Aún así, vemos a los candidatos tratando de compartir sus propuestas, y la desesperación de no poder utilizar el espacio periodístico que se les ofrece para ello.

Lo que vemos en gran medida en las entrevistas son candidatos buscando defenderse de acusaciones o empujados a atacar a sus adversarios. "¿Qué? ¿Ya se acabó la entrevista? Pero si lo que yo quiero es exponer mis propuestas", dicen. "Ya tendrá oportunidad, lo volveremos a invitar". ¡Que pase el siguiente!

Algunos encuentran un espacio y lo aprovechan, es el caso del candidato Alfredo Barnechea y la renegociación del gas.
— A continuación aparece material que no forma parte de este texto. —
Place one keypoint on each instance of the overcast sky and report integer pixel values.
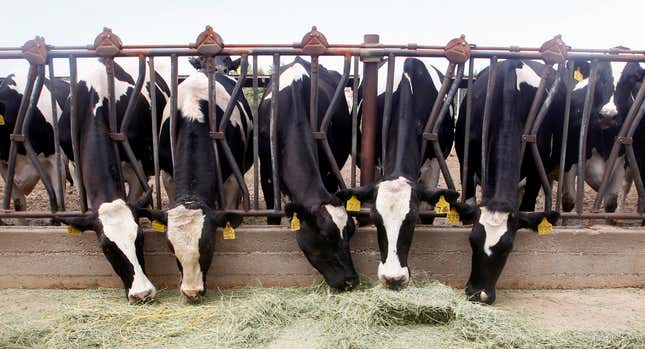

Nos guste o no su propuesta, es una que ha calado y le ha permitido ubicarse en un lugar expectante. Le funcionó.¿Por qué no tenemos en claro hoy, por poner solo un ejemplo, de cómo se enfrentará el gravísimo problema de la minería ilegal? Parece ser que no les resulta muy importante.

Zonas enteras del país, principalmente Madre de Dios (tiene únicamente 96,000 electores), están tomadas por delincuentes, donde la contaminación y deforestación probablemente sean ya irreversibles, donde la explotación sexual de miles de menores es práctica común.

¿No merece este tema ser enfrentado? Claro, se habla de la minería formal, que tal y cual proyecto no van, pero, ¿la minería ilegal sí va?